ISLAMABAD A convoy of thousands of Pakistani protesters and a small but dedicated contingent of American and British anti-war activists calling for an end to U.S. drone strikes was blocked by the Pakistani military on Sunday from entering a lawless tribal region on the border with Afghanistan.

Led by opposition politician and former cricket star Imran Khan, the event dubbed a "peace march" drew about 30 activists from U.S. anti-war group CODEPINK, and a handful more from the British group Reprieve.

The protest convoy was blocked by Pakistani police at least four times during the day-long journey from the northern city of Dera Ismail Khan to the border of South Waziristan - a lawless tribal region where some of the drone strikes have taken place.

After the unscheduled turnaround, the protesters regrouped near Tank - the last large city before South Waziristan - where CBS News witnessed them push a truck hitched to a large cargo container out of the way to clear the road as helpless policemen watched nearby.

Khan told his supporters in Tank that the Pakistani army had turned them away at the border of South Waziristan over concerns that they might be attacked by militants under the cover of darkness later Sunday evening.

"We want to give a message to America, that the more you carry out drone attacks, the more people will hate you," Khan told his supporters gathered in Tank.

His remarks immediately sparked cries of "Down with America" and "A friend of America is the traitor of the nation," from spectators gathered on the dusty terrain about 30 minutes drive from the South Waziristan border.

The American protesters were not seen at this gathering, but Clive Stafford Smith, a prominent American-British lawyer and human rights activist who coordinated British involvement in the protest, addressed the crowd briefly alongside Khan.

"I apologize as an American.

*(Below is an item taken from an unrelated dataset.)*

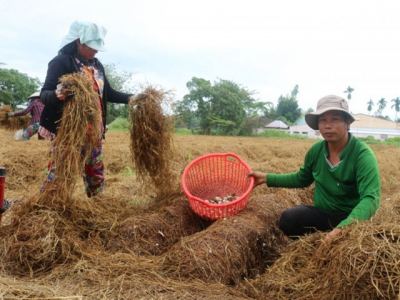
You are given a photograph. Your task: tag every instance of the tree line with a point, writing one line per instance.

Until America sees your children as they see my children, we will never get justice in the world."

"We are here with you to make sure you get justice and to make sure there are no more drones," he added amid enthusiastic applause. His remarks triggered a chant of "no more drones" from the audience.

The drone strikes, which are never confirmed by the U.S. government but widely known to be the work of the CIA, have helped to debilitate al Qaeda in the Pakistan-Afghanistan border region, and Western officials say they help keep pressure on militants in the area.

Organizers of the diverted "peace march" argue, however, that the strikes are terrorizing the 800,000-odd innocent residents of North and South Waziristan who are not linked to Islamic extremist militants. They also say the strikes are illegal under international law and are serving as valuable propaganda tools for the very militant groups they target - creating new enemies faster than the old ones can be killed, according to CODEPINK co-founder Medea Benjamin.

Backing claims by the protest organizers that residents of Waziristan are subject to undue anxiety from the drones flying overhead, Abdul Haleem Mehsud, a truck driver whose 11-year-old nephew was injured in an alleged 2009 drone strike, told CBS News during the Sunday rally in Tank that, "Since the attack on my cousin's home, I have lived with a terrible sense of insecurity."

Senior members of Khan's PTI party said before the march that they hoped U.S. and British activists would return home and spread their anti-drone message after their visit to Pakistan.

The organizers of the protest may have been diverted from their intended target in Pakistan, but they will still be hoping to reach their intended targets thousands of miles away: American voters who elect the people that order the strikes in the first place.